Aku berusaha merebutnya, tetapi dengan cepat Maya sudah merobeknya menjadi empat bagian. Argat yang baru saja kembali tampak marah dengan apa yang dilakukan Maya.

"Kau tahu kalau aku tidak bisa memiliki anak, kenapa kau malah ingin menceraikan Delisa? Apa kau pikir aku akan diam saja?" Maya begitu marah pada Argat.

"Delisa, kenapa kau memberikannya pada Maya? Apa kau sengaja ingin membuat Maya marah padaku? Apa kau sengaja karena tidak ingin bercerai dariku?" Argat benar-benar tidak masuk akal.

"Jangan salahkan Delisa. Aku yang memohon padanya untuk memberitahuku, Argat, jangan memaksakan takdir," ucap Maya.

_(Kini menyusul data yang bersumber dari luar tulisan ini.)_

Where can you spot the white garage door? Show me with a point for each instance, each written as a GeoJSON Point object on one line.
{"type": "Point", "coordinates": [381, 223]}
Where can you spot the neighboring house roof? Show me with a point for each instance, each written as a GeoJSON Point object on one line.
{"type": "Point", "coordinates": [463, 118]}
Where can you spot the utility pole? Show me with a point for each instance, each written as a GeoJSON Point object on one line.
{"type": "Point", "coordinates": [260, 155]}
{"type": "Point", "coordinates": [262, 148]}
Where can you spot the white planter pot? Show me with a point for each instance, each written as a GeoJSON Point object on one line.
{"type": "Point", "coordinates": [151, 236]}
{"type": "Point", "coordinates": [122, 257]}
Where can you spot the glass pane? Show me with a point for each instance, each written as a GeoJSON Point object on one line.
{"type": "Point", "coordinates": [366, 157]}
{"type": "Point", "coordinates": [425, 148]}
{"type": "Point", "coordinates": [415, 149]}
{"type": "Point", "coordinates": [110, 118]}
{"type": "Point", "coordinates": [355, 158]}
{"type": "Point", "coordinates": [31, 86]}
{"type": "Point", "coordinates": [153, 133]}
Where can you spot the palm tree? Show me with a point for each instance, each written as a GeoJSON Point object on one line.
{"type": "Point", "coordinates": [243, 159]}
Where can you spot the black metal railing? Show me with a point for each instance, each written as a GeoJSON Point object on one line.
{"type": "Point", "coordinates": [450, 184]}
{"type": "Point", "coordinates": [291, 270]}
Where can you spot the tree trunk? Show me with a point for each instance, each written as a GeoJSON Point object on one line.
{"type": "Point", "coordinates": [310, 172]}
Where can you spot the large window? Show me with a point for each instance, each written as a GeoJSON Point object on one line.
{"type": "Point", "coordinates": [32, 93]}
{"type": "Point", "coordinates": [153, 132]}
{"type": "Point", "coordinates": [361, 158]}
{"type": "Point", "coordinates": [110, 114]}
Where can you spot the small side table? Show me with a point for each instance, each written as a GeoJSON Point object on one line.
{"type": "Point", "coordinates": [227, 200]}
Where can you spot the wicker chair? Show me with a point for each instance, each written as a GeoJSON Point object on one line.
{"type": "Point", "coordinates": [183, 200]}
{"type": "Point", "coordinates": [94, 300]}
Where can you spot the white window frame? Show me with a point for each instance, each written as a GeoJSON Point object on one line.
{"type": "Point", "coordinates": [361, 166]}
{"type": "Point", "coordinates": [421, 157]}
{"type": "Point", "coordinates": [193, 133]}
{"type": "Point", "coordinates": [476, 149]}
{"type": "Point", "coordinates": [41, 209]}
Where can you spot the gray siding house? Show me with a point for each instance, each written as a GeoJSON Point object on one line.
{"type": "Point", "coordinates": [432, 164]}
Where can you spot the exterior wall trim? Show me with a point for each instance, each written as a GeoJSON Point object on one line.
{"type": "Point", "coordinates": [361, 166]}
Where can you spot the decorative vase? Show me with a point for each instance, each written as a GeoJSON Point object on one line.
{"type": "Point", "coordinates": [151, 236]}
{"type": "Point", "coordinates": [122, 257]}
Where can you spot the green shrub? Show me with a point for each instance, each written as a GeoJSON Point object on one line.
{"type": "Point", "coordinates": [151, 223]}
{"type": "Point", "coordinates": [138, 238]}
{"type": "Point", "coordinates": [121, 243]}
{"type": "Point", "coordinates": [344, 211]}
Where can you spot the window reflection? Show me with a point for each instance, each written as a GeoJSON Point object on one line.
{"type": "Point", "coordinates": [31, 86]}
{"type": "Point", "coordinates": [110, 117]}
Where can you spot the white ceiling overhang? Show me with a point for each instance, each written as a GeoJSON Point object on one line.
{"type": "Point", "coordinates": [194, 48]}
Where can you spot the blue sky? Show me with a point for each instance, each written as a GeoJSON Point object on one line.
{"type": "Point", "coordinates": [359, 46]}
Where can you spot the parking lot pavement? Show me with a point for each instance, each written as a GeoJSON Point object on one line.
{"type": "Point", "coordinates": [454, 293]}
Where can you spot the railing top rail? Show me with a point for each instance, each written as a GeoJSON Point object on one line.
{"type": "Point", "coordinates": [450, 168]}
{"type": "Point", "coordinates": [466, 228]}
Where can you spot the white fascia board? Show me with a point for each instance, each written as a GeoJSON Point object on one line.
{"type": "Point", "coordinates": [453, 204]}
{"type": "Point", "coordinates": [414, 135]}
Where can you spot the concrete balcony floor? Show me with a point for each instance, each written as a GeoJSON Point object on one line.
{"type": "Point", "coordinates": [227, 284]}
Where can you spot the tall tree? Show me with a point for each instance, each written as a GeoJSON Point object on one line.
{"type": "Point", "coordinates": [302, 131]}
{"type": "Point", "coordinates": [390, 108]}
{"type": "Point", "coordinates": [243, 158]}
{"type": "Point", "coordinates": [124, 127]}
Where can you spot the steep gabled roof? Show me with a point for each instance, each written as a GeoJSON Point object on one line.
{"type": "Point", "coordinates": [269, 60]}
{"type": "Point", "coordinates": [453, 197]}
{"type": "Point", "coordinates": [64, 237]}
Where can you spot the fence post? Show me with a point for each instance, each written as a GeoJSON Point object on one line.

Argat membanting ponselnya dengan sangat keras. Aku terkejut melihat kemarahannya. Aku sudah melakukan kesalahan yang sangat besar. Sekarang Argat tidak mungkin memaafkanku.

"Kalian tidak akan bercerai. Kalau Argat sampai memintamu untuk menandatangani surat seperti ini lagi, lebih baik kita tidak pernah bertemu lagi," ucap Maya.

Argat menatap Maya dengan mata yang sudah memerah. Maya berusaha mengalihkan pandangan karena merasa sangat kecewa dengan sikap Argat.